When Im refinishing I do sending to bare wood. Then stain with sponge rag for stain. Then I stain brush to make some lines. After that I sprayed the same stain "really smoothly and easy barely spraying" with airless gun. Then after it dries, 2 coats, I sprayed using KRYSTAL High-Solids Conversion Varnish smooth and easy but Not hard. Then I sanded for leaks and other bumps easy and smooth. Vacuum all the sanded stuff. Then I spray full Krystal Vernish 3 coats. It drys pretty quick. I sand and vacuum after every coat but final. I use sponge sander. After it is all ready and the Vernish is dry I use decorative oil glaze with brush. clean it up with piece of clothing to take some of the glazing off a bit if its too much. use your fantasy and imaginations in glazing.
hope that helps.
and by the way a quick tip when sanding use an old sponge sander not new one because it will tear off and will mess it up. 

you are done!  wait till it drys and clean up!

sorry for the late reply


----------



## modernfinish (Mar 20, 2013)

Svyatoslav70 said:


> When Im refinishing I do sending to bare wood. Then stain with sponge rag for stain. Then I stain brush to make some lines. After that I sprayed the same stain "really smoothly and easy barely spraying" with airless gun. Then after it dries, 2 coats, I sprayed using KRYSTAL High-Solids Conversion Varnish smooth and easy but Not hard. Then I sanded for leaks and other bumps easy and smooth. Vacuum all the sanded stuff. Then I spray full Krystal Vernish 3 coats. It drys pretty quick. I sand and vacuum after every coat but final. I use sponge sander. After it is all ready and the Vernish is dry I use decorative oil glaze with brush. clean it up with piece of clothing to take some of the glazing off a bit if its too much. use your fantasy and imaginations in glazing.
> hope that helps.
> and by the way a quick tip when sanding use an old sponge sander not new one because it will tear off and will mess it up.
> 
> ...


Nice quality , Top notch results. The carpentry work is on par as well ,do you do that too?


----------



## Svyatoslav70 (Apr 30, 2013)

modernfinish said:


> Nice quality , Top notch results. The carpentry work is on par as well ,do you do that too?

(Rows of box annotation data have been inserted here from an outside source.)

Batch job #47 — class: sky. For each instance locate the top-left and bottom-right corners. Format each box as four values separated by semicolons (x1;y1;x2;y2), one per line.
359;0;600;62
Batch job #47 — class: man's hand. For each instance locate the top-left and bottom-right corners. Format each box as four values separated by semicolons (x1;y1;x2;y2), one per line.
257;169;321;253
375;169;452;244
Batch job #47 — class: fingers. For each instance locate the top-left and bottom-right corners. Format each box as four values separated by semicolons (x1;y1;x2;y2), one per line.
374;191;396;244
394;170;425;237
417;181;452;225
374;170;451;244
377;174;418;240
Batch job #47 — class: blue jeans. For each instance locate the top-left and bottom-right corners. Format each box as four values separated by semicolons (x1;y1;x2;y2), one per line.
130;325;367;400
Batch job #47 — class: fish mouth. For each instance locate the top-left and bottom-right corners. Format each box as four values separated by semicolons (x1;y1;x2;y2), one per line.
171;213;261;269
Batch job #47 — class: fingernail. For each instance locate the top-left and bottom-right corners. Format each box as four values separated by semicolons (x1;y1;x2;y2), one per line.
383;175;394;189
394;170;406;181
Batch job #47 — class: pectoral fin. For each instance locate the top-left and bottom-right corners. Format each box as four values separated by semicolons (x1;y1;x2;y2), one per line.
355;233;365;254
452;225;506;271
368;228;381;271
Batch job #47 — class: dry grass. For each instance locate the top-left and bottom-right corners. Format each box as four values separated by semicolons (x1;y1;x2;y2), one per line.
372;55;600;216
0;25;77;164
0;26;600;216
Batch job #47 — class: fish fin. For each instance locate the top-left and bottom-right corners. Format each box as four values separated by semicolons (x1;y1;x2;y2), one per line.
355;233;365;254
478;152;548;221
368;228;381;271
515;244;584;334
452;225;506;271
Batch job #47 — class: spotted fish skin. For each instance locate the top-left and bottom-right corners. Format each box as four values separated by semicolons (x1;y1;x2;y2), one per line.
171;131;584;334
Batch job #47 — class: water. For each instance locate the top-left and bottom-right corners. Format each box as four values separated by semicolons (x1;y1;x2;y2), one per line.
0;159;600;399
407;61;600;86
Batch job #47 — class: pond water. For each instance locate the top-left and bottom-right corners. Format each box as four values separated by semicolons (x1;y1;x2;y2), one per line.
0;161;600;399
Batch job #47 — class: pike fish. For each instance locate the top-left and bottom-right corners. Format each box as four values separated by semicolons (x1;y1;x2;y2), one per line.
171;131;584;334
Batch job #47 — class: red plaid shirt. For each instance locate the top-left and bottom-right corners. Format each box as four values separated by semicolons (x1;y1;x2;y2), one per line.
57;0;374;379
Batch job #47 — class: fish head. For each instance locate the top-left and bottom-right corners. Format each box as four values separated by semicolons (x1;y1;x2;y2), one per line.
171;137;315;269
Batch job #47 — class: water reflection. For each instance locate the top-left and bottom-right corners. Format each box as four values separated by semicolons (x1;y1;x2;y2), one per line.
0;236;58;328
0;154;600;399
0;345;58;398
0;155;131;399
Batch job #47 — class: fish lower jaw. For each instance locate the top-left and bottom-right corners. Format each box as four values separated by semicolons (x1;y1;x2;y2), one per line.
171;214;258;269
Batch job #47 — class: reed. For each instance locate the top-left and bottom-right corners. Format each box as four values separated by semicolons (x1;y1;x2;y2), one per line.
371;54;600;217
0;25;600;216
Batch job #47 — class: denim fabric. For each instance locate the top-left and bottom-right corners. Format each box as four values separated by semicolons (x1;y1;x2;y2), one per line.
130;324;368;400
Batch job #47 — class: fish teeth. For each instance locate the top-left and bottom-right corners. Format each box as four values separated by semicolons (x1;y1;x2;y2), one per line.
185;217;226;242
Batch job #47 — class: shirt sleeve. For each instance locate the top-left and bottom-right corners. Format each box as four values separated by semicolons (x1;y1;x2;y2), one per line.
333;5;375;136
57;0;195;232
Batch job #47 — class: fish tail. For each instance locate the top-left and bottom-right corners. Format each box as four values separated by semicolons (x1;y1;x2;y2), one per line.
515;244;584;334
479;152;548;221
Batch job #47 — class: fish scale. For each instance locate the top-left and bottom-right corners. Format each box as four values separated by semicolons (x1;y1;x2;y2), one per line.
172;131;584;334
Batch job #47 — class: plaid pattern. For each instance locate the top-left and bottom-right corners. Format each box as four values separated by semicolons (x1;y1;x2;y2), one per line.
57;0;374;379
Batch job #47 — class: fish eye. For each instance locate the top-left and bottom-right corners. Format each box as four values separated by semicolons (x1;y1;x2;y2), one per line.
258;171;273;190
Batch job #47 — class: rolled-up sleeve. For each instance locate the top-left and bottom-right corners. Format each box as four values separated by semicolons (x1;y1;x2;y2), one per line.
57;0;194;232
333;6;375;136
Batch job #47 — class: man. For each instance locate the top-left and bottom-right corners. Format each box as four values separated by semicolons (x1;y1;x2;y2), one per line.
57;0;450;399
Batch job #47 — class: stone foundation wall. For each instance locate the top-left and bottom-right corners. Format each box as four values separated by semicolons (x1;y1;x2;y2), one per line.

not sure what you mean by "The carpentry work is on par as well ,do you do that too?" All I did was just a refinish completely removed everything and refinish. I'm not a carpenter


----------



## modernfinish (Mar 20, 2013)

I spy new moulding all around all cabs and new wood floors , which takes some skill to do correctly at least from pics they look good.


----------



## Svyatoslav70 (Apr 30, 2013)

modernfinish said:


> I spy new moulding all around all cabs and new wood floors , which takes some skill to do correctly at least from pics they look good.


Yeah skills definitely needed. They come from experience


----------



## modernfinish (Mar 20, 2013)

Svyatoslav70 said:


> Yeah skills definitely needed. They come from experience


Really? Is that how it's learnt


----------



## Svyatoslav70 (Apr 30, 2013)

modernfinish said:


> Really? Is that how it's learnt


Not really, you build up your learning and skills from experience in my opinion


----------



## wje (Apr 11, 2009)

How many hours does one of these refinishes take you ?


----------



## Svyatoslav70 (Apr 30, 2013)

wje said:


> How many hours does one of these refinishes take you ?


sorry for the late reply. It took about 3 weeks to do everything those doors that are on the pictures, full kitchen cabins, 2 bathroom cabins and master bedroom cabin and small office in the kitchen.


----------



## chinujhon (Apr 23, 2013)

I like your shared images.. Great work done by you..


----------